Los Angeles | September 22 - October 27

Opening Reception: September 22, 6 – 8 pm

MyungJin Kim: Hortus Talisman

Press Release

Hostler Burrows and Ago Projects are pleased to announce MyungJin Kim: Hortus Talisman, a solo exhibition presented in Hostler Burrows' Los Angeles gallery at 6819 Melrose Ave. The artist will be in attendance for an opening reception on September 22, from 6 to 8 pm.

In this current body of work, Kim sculpts organically shaped bas-relief clay vessels in warm, earthy terracotta. While the themes in her work are archetypal, the artists filters and distills information from her immediate surroundings and cultural history as poignant subject matter in her art. Her narrative vessels depict a primal botanical landscape inspired by the Jurassic era vegetation in her garden and around Los Angeles. For the exhibition, she has created two of her most monumentally scaled works to date, each standing over six feet tall.

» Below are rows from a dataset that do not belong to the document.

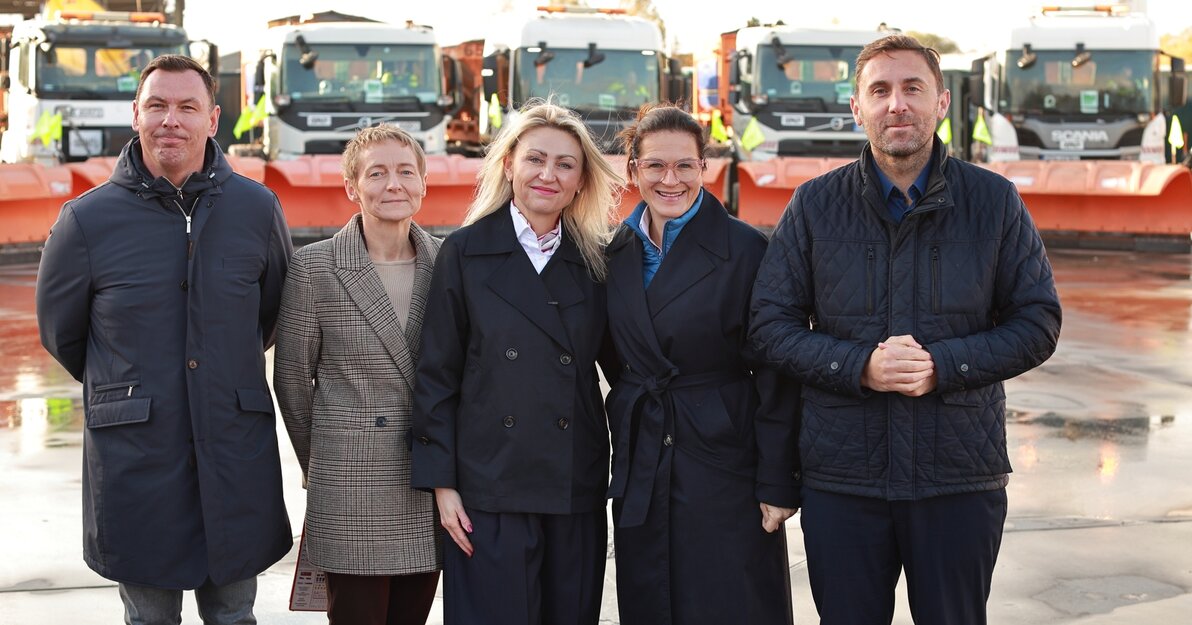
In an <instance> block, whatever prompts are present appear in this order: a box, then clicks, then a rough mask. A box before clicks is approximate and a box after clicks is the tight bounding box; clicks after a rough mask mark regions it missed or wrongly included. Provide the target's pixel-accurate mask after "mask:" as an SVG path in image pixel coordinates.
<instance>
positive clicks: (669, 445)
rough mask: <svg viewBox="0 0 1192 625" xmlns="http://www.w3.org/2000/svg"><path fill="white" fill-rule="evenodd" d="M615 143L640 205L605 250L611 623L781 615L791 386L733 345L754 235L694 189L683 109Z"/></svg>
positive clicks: (755, 617)
mask: <svg viewBox="0 0 1192 625" xmlns="http://www.w3.org/2000/svg"><path fill="white" fill-rule="evenodd" d="M622 138H623V140H625V146H626V154H628V156H629V162H628V174H629V179H631V181H632V182H633V184H635V185H637V187H638V188H639V191H640V192H641V197H642V203H641V204H639V205H638V208H637V210H635V211H634V212H633V214H632V215H631V216H629V218H627V219H626V221H625V223H623V224H622V225H621V229H620V230H619V231H617V234H616V237H615V239H614V241H613V243H611V245H610V246H609V250H608V256H609V265H608V266H609V278H608V283H609V292H608V301H609V327H610V329H611V333H613V338H614V342H615V345H616V352H617V354H619V355H620V357H621V359H622V360H623V371H622V372H621V376H620V382H619V383H615V384H614V385H613V390H611V392H610V394H609V396H608V415H609V426H610V428H611V431H613V444H614V466H613V483H611V487H610V496H611V497H613V519H614V522H615V539H616V590H617V602H619V606H620V612H621V623H622V625H669V624H675V625H694V624H707V625H725V624H749V625H789V624H790V623H791V621H793V615H791V604H790V578H789V573H788V568H787V543H786V536H784V533H783V528H782V522H783V521H784V520H786V519H787V518H789V516H790V515H791V514H794V513H795V508H797V507H799V491H797V485H799V476H797V448H796V438H795V437H796V433H797V425H799V423H797V419H796V417H797V398H799V395H797V386H796V385H794V384H790V383H789V382H788V383H784V384H783V383H782V382H781V380H778V379H777V377H776V376H775V375H774V373H771V372H768V371H753V370H752V369H751V364H750V358H749V354H747V353H745V348H744V346H745V333H746V328H747V323H749V301H750V290H751V286H752V284H753V277H755V273H756V272H757V267H758V265H759V264H760V261H762V255H763V253H764V252H765V239H764V237H763V236H762V234H760V233H758V231H757V230H755V229H753V228H751V227H750V225H747V224H745V223H743V222H740V221H737V219H734V218H732V217H730V216H728V214H727V212H726V211H725V208H724V206H722V205H721V204H720V202H719V200H716V198H715V197H713V194H712V193H710V192H708V191H707V190H704V188H702V187H701V182H702V180H701V174H702V172H703V168H704V161H703V149H704V138H703V131H702V129H701V126H700V125H699V124H697V123H696V120H695V119H694V118H691V116H690V115H688V113H687V112H684V111H682V110H679V109H676V107H670V106H659V107H648V106H647V107H644V109H642V111H641V112H640V113H639V117H638V120H637V123H635V124H633V125H632V126H631V128H629V129H627V130H626V131H625V132H623V134H622Z"/></svg>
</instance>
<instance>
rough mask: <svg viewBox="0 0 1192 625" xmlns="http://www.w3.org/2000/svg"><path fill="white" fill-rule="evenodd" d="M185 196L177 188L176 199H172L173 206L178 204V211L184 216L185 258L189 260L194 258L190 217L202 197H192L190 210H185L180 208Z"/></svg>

Deeply embedded in Korean culture is the shamanistic practice of strategically placing symbolically meaningful paintings, drawings and special objects in the home or temple as talisman for protection. The gallery installation engages this symbolic practice. Kim has covered the walls with paintings of ancient plants from her garden, enveloping her ceramic sculptures within the space. In using the same visual language as the vessels, Kim's murals transform the architecture of the room, evoking the immersive environment of her own garden.

Kim has long been interested in painting styles from both the East and West. Korean “Minhwa” are mysteriously beautiful Chosun dynasty folk paintings which have been influential in her practice. In particular, 19th century “Whajodo” are symbolic folk paintings that include landscapes with lush flowers and pairs of birds who are “mated for life". They offer the promise of prosperity, longevity and happiness.

MyungJin Kim (b. 1975, South Korea) received her MFA in ceramics from Seoul National University in 2002, after which she moved to Los Angeles. Kim has been an artist in residence at the prestigious Archie Bray Foundation on numerous occasions from 2011 to 2018. She currently lives and maintains a studio and garden in San Pedro, CA. Kim’s work is included in the Jordan Schnitzer Museum of Art, Eugene, OR; Archie Bray Foundation Collection, Helena, MT; Pizzuti Collection, Columbus, OH; Sonny Kamm Teapot Collection, Los Angeles, CA; as well as numerous private collections across the United States.